Organizzato da Comunione e Liberazione, l’incontro, dal titolo “Una passione per l’uomo” – ispirato a un intervento, pronunciato al Meeting nel 1985, da don Luigi Giussani, del quale quest’anno ricorre il centenario della nascita – sarà infatti scandito dalla presenza di tantissimi ospiti, che si confronteranno in vista del voto del prossimo 25 settembre.

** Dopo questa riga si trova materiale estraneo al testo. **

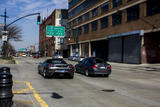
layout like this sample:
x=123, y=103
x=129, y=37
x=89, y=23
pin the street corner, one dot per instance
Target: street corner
x=22, y=95
x=26, y=96
x=21, y=103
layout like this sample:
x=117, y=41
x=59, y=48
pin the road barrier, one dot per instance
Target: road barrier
x=6, y=84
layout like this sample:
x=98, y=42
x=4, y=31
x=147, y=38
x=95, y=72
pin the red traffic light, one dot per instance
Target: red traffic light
x=38, y=19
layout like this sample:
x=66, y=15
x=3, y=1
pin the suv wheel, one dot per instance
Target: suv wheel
x=44, y=73
x=86, y=73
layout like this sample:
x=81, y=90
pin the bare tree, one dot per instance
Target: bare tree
x=14, y=34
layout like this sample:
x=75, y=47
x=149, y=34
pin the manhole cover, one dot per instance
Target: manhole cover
x=108, y=90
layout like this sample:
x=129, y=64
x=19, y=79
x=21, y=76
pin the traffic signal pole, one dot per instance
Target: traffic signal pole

Riflettori puntati, in particolare, sul Presidente del Consiglio Mario Draghi, alla sua terza partecipazione e alla prima da premier, che sarà a Rimini mercoledì 24 agosto. Nel 2020, poco dopo aver lasciato la guida della Bce, proprio qui pronunciò un discorso che da molti è stato in seguito definito il manifesto del suo futuro governo. Al Meeting, infatti, il Premier fece il distinguo tra il “debito buono”, utilizzato per fini produttivi, investimenti nel capitale umano, nelle infrastrutture cruciali per la produzione, nella ricerca, e il “debito cattivo”, quello cioè dei sussidi a pioggia.

Oltre al Premier, presenti anche i principali leader politici: saranno infatti a Rimini anche Luigi Di Maio, Enrico Letta, Maurizio Lupi, Giorgia Meloni, Ettore Rosato, Matteo Salvini ed Antonio Tajani. Tra gli ospiti anche il commissario europeo all’economia Paolo Gentiloni e la presidente del Parlamento europeo Roberta Metsola. Ci sarà anche il ministro Roberto Speranza.

Tra i tanti temi sul tavolo, certamente la ripartenza dopo la pandemia in vista di un autunno che si annuncia caldissimo per gli aumenti dei prezzi determinati soprattutto dal confitto tra Russia ed Ucraina e per un mondo del lavoro che continua ad essere in difficoltà.